Sophocles: I think the important thing that we need to be worried about is not assuming the patient has an understanding of normal menstrual function and fertility in terms of fertile periods of the cycle. I have many, many women who don't actually know when they can get pregnant in their cycle. This might have been taught in middle school sex education class, but I'm not sure most of us were really listening or paying attention.

And now, we have ovulation predictor kits for sale in pharmacies, we have ovulated predictor apps. The public is more educated, but never presume as a clinician that your patient really understands when during her cycle she's most fertile. It’s very frustrating for patients or couples to come in and say, ‘We've been trying for 6 months, or 6 weeks, or 6 years, and we haven't conceived,’ and they've been having sex during the menstrual cycle, wondering why they weren't conceiving.

Also, it's important to educate patients as to the age-related decline in fertility. I think women understand that, and couples understand that. But we as clinicians, need to understand when does a quality go down, when is it appropriate to refer to a fertility specialist, when should you first start by saying, ‘Have you seen an OB/GYN, have you gone to your OB/GYN?’

Some women don't go to an OB/GYN regularly. Some women only go to an OB/GYN, and I think 25% of women, nationally, only use an OB/GYN. They don't have a primary care physician. But even those women should also be in the hands of a primary care physician. Do they have hypertension? Do they have other comorbidities that may impact their ability to conceive?
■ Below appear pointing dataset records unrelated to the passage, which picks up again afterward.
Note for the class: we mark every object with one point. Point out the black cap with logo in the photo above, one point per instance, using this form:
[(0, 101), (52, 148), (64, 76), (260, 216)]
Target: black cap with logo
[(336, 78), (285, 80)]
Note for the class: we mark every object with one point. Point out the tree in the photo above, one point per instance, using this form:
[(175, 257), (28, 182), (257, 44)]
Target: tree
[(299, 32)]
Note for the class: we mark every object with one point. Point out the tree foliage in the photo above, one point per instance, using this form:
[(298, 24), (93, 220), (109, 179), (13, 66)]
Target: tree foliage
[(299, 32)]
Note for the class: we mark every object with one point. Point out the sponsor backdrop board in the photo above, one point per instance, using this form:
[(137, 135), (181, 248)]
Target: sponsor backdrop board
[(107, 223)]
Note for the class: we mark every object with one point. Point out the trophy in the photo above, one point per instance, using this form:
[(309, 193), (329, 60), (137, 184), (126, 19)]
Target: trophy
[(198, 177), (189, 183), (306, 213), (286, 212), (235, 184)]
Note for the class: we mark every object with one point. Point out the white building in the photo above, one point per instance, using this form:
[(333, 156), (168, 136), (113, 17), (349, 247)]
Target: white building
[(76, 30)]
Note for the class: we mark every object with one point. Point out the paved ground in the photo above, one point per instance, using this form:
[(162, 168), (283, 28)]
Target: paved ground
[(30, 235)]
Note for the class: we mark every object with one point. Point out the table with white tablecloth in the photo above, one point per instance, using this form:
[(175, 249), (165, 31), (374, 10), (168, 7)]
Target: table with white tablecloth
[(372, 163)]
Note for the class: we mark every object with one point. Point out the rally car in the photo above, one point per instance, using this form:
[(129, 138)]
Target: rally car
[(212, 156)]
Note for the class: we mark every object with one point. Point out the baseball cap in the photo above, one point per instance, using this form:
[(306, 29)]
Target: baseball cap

This goes for their male partner as well.

But taking a good history is critical, in terms of who's your partner, has your partner fathered children before—trying to uncover red flags that might indicate either a male factor—which is responsible for 40% of infertility—or a female factor in infertility.

So these are just things as a clinician, if a patient comes saying ‘We're trying to conceive, we're having issues,’ a good history is critical. A good history could uncover some causes, but also a good basic understanding of ovarian function and how fertility relates to your age, your medical history, and when you and your partner are having sex.